En respuesta a la pregunta “¿Y qué hay del aborto?” que me hicieron ya hace buen tiempo en un antiguo fractal sobre el Suicidio, pero que acabo de ver al dar seguimiento a un comentario reciente a ese mismo fractal.
Hay dos cosas: una es el tipo de aborto y otra es el tipo de pre-nacimiento (o preñez) (“embarazo” es un término muy vorticial, viene de “envaramiento”: quedar varado un animal marino en la playa, y de “embarcamiento” o dificultad u obstáculo de una embarcación para zarpar)
El aborto puede ser involuntario o inducido voluntariamente
En la primera instancia (o “caso”), no hay dilema, excepto que no hayas sido lo mínimamente o suficientemente cuidadosa con tu preñez (hay culpabilidad)
El aborto involuntario puede tratarse de un plan constelado, la explicación a este tipo de aborto lo encuentras en el tema del “Bardo Epigenético” que ya hemos tratado en otros fractales
En cuanto al aborto inducido el dilema opera en base al tipo de preñez.
Una preñez puede ser varias cosas, un anhelo o deseo y un “plan constelado”, o sea se trata de un contrato de almas gemelas y es algo deseado (o no deseado).
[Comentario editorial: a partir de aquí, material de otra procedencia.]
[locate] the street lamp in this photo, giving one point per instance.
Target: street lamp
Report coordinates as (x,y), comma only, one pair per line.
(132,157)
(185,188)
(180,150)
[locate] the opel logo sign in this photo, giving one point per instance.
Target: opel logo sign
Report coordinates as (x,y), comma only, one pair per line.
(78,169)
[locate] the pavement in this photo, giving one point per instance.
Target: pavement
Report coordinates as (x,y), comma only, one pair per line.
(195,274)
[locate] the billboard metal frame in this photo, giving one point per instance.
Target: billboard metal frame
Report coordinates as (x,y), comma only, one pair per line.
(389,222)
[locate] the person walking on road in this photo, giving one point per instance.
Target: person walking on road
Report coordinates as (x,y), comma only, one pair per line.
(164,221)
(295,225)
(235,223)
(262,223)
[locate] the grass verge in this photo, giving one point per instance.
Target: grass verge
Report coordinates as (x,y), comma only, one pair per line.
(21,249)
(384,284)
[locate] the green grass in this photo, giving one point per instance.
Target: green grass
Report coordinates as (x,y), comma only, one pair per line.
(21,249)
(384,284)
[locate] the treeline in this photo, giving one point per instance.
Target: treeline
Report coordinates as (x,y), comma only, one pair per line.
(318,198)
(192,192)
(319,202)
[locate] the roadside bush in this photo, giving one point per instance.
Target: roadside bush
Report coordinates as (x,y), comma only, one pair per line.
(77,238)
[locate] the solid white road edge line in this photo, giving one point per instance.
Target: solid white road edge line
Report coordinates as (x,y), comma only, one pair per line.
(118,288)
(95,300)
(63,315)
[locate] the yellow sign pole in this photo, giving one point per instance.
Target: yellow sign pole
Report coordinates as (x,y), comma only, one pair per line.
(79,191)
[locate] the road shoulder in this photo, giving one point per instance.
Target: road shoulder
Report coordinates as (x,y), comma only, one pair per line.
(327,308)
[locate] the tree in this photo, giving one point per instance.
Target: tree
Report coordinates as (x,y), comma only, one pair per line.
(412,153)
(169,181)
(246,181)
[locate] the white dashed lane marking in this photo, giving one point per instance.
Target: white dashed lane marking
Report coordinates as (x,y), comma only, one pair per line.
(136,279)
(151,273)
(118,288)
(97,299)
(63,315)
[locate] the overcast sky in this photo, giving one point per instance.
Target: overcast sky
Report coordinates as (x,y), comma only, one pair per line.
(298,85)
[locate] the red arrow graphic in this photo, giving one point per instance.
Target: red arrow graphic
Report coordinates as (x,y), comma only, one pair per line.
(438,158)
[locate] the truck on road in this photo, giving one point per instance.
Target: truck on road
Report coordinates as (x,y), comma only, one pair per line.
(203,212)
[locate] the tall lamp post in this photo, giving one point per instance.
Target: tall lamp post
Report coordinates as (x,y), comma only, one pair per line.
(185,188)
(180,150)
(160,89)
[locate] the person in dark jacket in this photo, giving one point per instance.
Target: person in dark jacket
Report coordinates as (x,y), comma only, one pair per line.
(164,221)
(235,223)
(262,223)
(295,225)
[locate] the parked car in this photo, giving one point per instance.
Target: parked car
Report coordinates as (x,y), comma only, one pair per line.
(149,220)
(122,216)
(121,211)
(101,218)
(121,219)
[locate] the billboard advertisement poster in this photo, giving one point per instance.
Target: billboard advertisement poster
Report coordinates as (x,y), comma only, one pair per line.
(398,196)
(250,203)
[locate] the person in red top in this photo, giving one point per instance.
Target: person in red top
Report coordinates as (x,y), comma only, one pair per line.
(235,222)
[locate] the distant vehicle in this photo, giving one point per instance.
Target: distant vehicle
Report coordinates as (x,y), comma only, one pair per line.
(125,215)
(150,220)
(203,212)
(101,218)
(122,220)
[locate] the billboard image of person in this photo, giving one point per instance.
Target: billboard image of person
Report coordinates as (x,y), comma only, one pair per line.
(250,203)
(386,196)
O puede ser un “plan diseñado”, que es un tipo de “contrato de almas” muy diferente al plan constelado, ya que en esta instancia la intención que tienen las almas es lograr el bardo, mientras que en el plan diseñado el objetivo es ir a por el “Éxito en la vida”, o cualesquiera tipos de experiencias no co-resonantes, evolutivas o trascendentes.
Este último tipo de preñez o de plan o contrato de almas (diseñado) puede operar con deseo o sin el deseo de engendrar.
En todas estas instancias el aborto inducido es decididamente vorticial, pues se hace con violencia sobre un Ente que ya hizo la integración fetal y que pasará por una traumatización tremenda si le destruyen su posibilidad de nacer.
Por último esta la preñez-implante, que ocurre en casos de embarazos no deseados, en donde un ente larvario o no álmico entra en el embrión por parasitación o implantación, en contra de la voluntad de la “portadora”, aprovechando un descuido de ésta (sexo sin prevención), o incluso con la voluntad de ésta.
Hay que apercibirse de que las almas no se implantan en un embrión, se integran a éste por contrato consensuado entre almas. Pero los entes larvarios no se integran al embrión, se implantan (algo parecido a un acto de “posesión demónica de un cuerpo”)
Sólo en el caso de un ente que se ha implantado en el embrión aplica el aborto inducido –o sea en el caso de que el ente implantado en el embrión sea un portacuerpo–. Para lo cual es preciso conocer el tipo de preñez de que se trata, y, desde luego, constelar la viabilidad del aborto.
Este tipo de dilemas solo puedes corregirlos o afrontarlos usando como vía o instrumento de consulta al Registro Akúshico, o sea a las Lecturas de Constelación Akúshica, nunca debes recurrir al Akáshico ni a cualquier medio de consejo o adivinación de ningún tipo, que suelen usarse para resolver los dilemas de conflicto y polaridad mental.
Dicho sea de paso, dado que la mayor parte de la población son portacuerpos, la preñez por implantación del Ente larvario (futuro portacuerpo) es el tipo de preñez más común de todas.